There is a certain confidence that only shows up when science stays quiet for a long time, then clears its throat and speaks in data. Vivere Oncotherapies just did that. Berkeley born, Bakar Bio Labs raised, and built for the cancers that refuse to cooperate, the company announced $10M+ in new funding to push engineered oncolytic viruses directly at solid tumors that stay cold, hidden, and resistant to the usual immunotherapy conversation.
Vivere means "to live," and the wordplay earns its keep. Cold tumors survive by staying invisible. Vivere's platform does the opposite. Directed viral vector evolution, 25+ yrs of UC Berkeley research, and an IV delivered oncolytic virus called OV-151 designed to enter the tumor, replicate where it matters, and wake the immune system up like it owes rent. Preclinical colorectal cancer data shows better tumor distribution, reduced tumor burden, and increased survival. No smoke. Just biology behaving with intent.
The round was led by YK Bioventures, joined by Pillar, Berkeley Frontier Fund, Freeflow Ventures, and backed in parallel by the National Cancer Institute through SBIR funding. Capital matters, but context matters more. This team operated for 3+ yrs on $1.45M before crossing eight figures. That is not frugality cosplay. That is discipline, scientific conviction, and knowing exactly what problem deserves to exist in the world.
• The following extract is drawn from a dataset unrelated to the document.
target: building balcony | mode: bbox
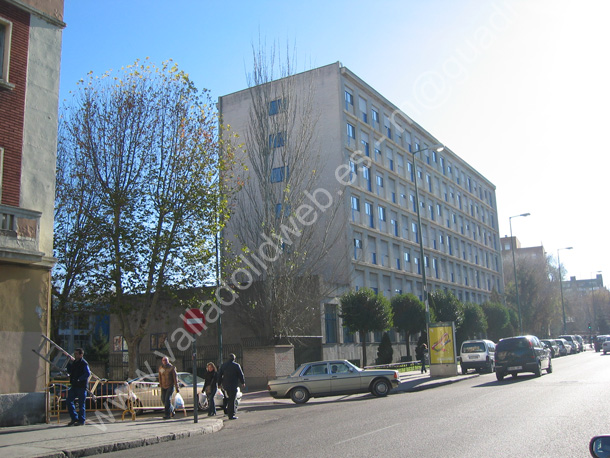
[0,204,44,264]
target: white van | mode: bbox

The leadership bench reads like a lab where ego never got past security. Melissa Kotterman, Ph.D., CEO, brings hard earned experience from building gene therapy platforms that actually move toward patients. David V. Schaffer, Ph.D., John Dueber, Ph.D., Hyuncheol Lee, DVM, Ph.D., Adam Schieferecke, Ph.D., Juan Eduardo Hurtado, and Wanichaya Noiwangklang built the science where it belongs, inside experiments, not slogans. Advisory depth from Phung Gip, Ph.D., Mark Selby, Ph.D., and David H. Raulet, Ph.D. keeps the work clinically grounded and intellectually honest.
OV-151 is advancing through IND enabling studies with a 2026 to 2027 target, while manufacturing and GMP scale up get real attention early, when mistakes are cheapest. Colorectal cancer leads, ovarian cancer follows, and the broader cold tumor landscape waits its turn. Roughly 60–70% of solid tumor patients do not respond to checkpoint inhibitors. That is not a rounding error. That is a mandate.
This is how meaningful biotech gets built. Patient first science, lean capital, and teams who understand credibility is earned one dataset at a time. Vivere Oncotherapies is not chasing noise. It is engineering presence. In oncology, that distinction can be the difference between surviving and actually living.